It would be nice if we could just make a note of which rules match those descendants so we don’t have to do selector matching for them again… and that’s what the rule tree—borrowed from Firefox’s previous CSS engine— does.

The CSS engine will go through the process of figuring out the selectors that match, and then sorting them by specificity. From this, it creates a linked list of rules.

This list is going to be added to the tree.

The CSS engine tries to keep the number of branches in the tree to a minimum. To do this, it will try to reuse a branch wherever it can.

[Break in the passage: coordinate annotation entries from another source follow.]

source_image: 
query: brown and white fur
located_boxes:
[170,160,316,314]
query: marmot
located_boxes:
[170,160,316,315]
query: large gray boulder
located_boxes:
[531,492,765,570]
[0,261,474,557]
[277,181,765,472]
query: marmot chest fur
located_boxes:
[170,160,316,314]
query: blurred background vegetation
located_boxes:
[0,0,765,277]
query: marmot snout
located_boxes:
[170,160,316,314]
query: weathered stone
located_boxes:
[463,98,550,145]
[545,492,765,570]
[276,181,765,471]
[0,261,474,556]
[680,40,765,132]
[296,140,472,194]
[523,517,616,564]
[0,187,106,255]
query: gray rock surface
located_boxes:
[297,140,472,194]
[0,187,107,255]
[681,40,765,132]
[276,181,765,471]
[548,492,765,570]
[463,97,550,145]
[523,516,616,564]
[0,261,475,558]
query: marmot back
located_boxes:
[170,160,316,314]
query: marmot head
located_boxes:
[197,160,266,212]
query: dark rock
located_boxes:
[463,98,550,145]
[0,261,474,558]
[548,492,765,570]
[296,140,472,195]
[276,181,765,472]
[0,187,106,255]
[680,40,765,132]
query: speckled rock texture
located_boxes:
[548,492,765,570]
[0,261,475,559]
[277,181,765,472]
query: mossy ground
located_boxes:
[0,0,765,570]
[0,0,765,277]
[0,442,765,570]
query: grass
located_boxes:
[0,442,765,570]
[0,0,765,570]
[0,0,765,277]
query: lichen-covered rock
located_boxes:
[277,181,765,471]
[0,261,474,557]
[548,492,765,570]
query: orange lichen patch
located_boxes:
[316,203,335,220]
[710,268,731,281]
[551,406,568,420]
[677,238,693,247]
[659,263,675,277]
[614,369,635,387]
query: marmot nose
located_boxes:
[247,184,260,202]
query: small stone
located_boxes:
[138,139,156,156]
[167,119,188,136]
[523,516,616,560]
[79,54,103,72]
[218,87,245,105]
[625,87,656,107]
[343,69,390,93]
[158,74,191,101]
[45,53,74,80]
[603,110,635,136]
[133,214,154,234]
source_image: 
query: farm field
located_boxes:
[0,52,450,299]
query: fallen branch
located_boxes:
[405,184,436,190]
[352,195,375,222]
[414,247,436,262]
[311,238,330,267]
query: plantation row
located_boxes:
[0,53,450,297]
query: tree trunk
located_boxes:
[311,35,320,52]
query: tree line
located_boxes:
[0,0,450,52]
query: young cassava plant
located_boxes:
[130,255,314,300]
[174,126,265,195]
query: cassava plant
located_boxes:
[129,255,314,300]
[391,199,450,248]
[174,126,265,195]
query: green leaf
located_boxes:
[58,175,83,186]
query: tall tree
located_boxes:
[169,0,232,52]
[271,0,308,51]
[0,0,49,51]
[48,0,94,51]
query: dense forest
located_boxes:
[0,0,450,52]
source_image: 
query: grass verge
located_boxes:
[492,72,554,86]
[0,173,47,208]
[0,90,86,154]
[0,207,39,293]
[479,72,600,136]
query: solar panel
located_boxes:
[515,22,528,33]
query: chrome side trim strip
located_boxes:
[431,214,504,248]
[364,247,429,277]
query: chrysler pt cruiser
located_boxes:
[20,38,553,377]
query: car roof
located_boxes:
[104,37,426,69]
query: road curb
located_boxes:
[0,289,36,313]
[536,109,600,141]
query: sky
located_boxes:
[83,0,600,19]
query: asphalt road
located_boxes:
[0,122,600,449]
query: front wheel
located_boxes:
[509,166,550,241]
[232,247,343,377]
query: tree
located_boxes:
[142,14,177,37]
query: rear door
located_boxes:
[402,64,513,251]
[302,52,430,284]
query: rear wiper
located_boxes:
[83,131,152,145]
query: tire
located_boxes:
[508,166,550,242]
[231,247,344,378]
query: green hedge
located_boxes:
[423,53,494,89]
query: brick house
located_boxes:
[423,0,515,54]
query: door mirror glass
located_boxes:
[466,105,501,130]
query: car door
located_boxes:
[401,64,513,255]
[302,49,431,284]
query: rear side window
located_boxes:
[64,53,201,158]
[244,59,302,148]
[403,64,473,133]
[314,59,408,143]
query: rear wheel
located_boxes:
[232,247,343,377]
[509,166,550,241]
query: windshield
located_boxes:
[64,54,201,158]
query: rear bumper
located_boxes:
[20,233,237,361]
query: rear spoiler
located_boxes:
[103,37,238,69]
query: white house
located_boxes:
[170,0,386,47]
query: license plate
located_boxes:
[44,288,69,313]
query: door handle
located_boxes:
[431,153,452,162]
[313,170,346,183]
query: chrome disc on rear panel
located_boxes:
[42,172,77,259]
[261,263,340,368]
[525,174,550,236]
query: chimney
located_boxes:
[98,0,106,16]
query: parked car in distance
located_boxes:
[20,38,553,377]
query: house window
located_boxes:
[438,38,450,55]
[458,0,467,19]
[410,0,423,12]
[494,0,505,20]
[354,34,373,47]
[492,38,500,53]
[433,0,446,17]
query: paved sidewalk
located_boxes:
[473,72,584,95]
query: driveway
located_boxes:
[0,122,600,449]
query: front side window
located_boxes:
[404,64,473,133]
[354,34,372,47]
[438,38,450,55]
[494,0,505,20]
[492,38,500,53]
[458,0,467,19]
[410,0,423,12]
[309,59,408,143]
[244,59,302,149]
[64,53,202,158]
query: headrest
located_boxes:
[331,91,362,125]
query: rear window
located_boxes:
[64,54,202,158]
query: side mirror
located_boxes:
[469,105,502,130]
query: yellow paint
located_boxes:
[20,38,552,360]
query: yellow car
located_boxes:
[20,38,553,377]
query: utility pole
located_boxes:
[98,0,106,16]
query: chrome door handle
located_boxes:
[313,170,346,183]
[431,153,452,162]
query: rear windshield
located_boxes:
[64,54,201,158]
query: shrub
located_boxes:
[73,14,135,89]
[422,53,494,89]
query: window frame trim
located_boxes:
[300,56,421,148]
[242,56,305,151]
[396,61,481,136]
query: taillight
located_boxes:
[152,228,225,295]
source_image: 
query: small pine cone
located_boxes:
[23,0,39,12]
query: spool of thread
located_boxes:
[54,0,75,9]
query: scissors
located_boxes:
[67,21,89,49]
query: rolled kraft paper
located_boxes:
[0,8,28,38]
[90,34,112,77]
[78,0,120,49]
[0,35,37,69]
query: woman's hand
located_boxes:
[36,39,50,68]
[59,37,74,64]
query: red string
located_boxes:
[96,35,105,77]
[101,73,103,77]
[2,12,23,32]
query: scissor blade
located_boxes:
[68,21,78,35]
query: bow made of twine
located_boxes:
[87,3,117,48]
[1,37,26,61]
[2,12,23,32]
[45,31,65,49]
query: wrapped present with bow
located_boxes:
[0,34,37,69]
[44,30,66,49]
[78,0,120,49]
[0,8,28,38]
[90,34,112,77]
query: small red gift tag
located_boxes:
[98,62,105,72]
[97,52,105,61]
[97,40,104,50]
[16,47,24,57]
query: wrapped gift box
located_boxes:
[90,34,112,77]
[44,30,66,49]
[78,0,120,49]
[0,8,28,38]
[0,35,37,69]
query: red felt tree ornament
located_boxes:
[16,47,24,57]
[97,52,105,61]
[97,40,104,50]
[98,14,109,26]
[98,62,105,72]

If most of the selectors in the list are the same as an existing branch, then it will follow the same path. But it might reach a point where the next rule in the list isn’t in this branch of the tree. Only at that point will it add a new branch.

The DOM node will get a pointer to the rule that was inserted last (in this example, the div#warning rule). This is the most specific one.

On restyle, the engine does a quick check to see whether the change to the parent could potentially change the rules that match children. If not, then for any descendants, the engine can just follow the pointer on the descendant node to get to that rule. From there, it can follow the tree back up to the root to get the full list of matching rules, from most specific to least specific. This means it can skip selector matching and sorting completely.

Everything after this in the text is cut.